I have four half kilo packs of wine yeast that aren't going to be used this vintage. They are leftovers from last year, still sealed and have a year to go on their use by dates. They've been kept under refrigeration since receipt.

Two packs are R / HST (excellent for riesling, useless to me given that we don't have any riesling), two packs are EC1118 (general purpose / PDM yeast. I prefer DV10 so I won't be using this).

Yours for the cost of postage from Beechworth, VIC.


----------



## Zorco (17/3/17)

Nice,

I went to Wooragee primary school. The shed we built with the two dams was on the corner of star lane and fanning and mum worked in Beechworth.... All well before it became a popular place. 

No need for big quantities of yeast for me though. My super high gravity experiment is finally slowing down.


----------



## Yob (17/3/17)

Lyrebird_Cycles said:


> I have four half kilo packs of wine yeast that aren't going to be used this vintage. They are leftovers from last year, still sealed and have a year to go on their use by dates. They've been kept under refrigeration since receipt.
> 
> Two packs are R / HST (excellent for riesling, useless to me given that we don't have any riesling), two packs are EC1118 (general purpose / PDM yeast. I prefer DV10 so I won't be using this).
> 
> Yours for the cost of postage from Beechworth, VIC.
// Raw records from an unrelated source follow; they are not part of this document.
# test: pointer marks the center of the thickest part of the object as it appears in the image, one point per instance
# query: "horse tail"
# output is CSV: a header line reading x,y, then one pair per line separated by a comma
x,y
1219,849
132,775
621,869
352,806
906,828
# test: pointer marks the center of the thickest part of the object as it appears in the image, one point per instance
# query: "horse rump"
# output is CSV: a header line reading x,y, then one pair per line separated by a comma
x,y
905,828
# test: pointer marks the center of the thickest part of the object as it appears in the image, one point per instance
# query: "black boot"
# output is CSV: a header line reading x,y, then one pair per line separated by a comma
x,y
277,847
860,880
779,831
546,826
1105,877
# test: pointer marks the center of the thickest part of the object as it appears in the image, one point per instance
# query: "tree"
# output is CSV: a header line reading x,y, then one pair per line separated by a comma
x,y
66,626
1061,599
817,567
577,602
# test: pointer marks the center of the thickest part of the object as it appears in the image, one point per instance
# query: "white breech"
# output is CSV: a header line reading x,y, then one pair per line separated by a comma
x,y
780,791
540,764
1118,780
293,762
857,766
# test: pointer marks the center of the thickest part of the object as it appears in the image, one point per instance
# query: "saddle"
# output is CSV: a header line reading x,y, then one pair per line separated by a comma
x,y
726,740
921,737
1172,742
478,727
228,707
interested in the EC.. been using it as companion pitching with very promising results..

me.. me.. me...


----------



## Mardoo (18/3/17)

And I'd be interested in one of the packs of Riesling yeast!


----------



## sp0rk (18/3/17)

If yob doesn't take both EC's I'd love one


----------



## Lyrebird_Cycles (18/3/17)

No worries, please PM with postage address and I'll send them Monday.


----------



## timmi9191 (18/3/17)

Love the generosity of the forum.. 

In a profit driven world i love this shit. Was somewhat choked to see my old mashtun proudly displayed by a fellow brewer and his resulting beers

Brewon!!


----------